Worth noting also is the lack of updates for the front-facing camera. It has remained identical to its predecessor, offering only standard-definition video for FaceTime videocalling. Apple introduced FaceTime HD on its recent Mac computers and it looks terrific. Sadly, that's not made the move to the new iPad so only standard-definition FaceTime is on offer here. The FaceTime service has evolved nicely, mind you. Full-screen video calls over Wi-Fi to other iPads, iPhones, iPod touches and Macs cost nothing and are integrated so deeply into each device's operating system that they're far easier to set up and use than something like Skype.
Additional software
Apple makes a number of apps for the iPad that don't come preinstalled, but cost a few pounds extra: iPhoto for photography editing, iMovie for video, and GarageBand for music. This review is aimed at covering hardware performance but it's worth mentioning these apps as they really do have a significant effect on how good the iPad is.

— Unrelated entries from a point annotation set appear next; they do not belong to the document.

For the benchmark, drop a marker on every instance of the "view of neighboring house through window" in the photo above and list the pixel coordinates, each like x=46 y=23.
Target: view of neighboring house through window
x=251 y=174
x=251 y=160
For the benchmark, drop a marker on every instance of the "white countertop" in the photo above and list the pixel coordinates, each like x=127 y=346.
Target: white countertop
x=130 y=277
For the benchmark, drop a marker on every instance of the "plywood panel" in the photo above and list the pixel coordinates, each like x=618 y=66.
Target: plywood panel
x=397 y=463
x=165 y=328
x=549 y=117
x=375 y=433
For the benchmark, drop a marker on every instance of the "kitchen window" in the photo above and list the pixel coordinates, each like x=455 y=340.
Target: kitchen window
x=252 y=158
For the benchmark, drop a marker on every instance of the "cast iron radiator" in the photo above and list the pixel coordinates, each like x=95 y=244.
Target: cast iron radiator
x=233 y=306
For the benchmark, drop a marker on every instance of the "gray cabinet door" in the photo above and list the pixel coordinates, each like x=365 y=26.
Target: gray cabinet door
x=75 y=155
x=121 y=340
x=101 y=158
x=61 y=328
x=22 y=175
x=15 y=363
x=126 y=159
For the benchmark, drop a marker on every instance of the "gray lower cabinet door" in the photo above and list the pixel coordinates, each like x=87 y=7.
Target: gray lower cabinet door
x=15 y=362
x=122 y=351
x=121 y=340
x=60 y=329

iPhoto is arguably one of the best photo editing applications for any mobile device, alongside Adobe's Photoshop Touch. It costs £2.99 and offers desktop-like home image editing, including obvious tools such as cropping, straightening and contrast adjustment, alongside more advanced editing features such as skin smoothing, white balance to normalise skin tones, red eye reduction, control of shadows and highlights, vignettes for darkening corners and more. It's no Aperture or Lightroom, but an optional (£25) SD card reader means the iPad can copy pictures from your camera, edit out any pesky blotches or bad colour balances and share them to the web, meaning there's little need to take a laptop on holiday at all.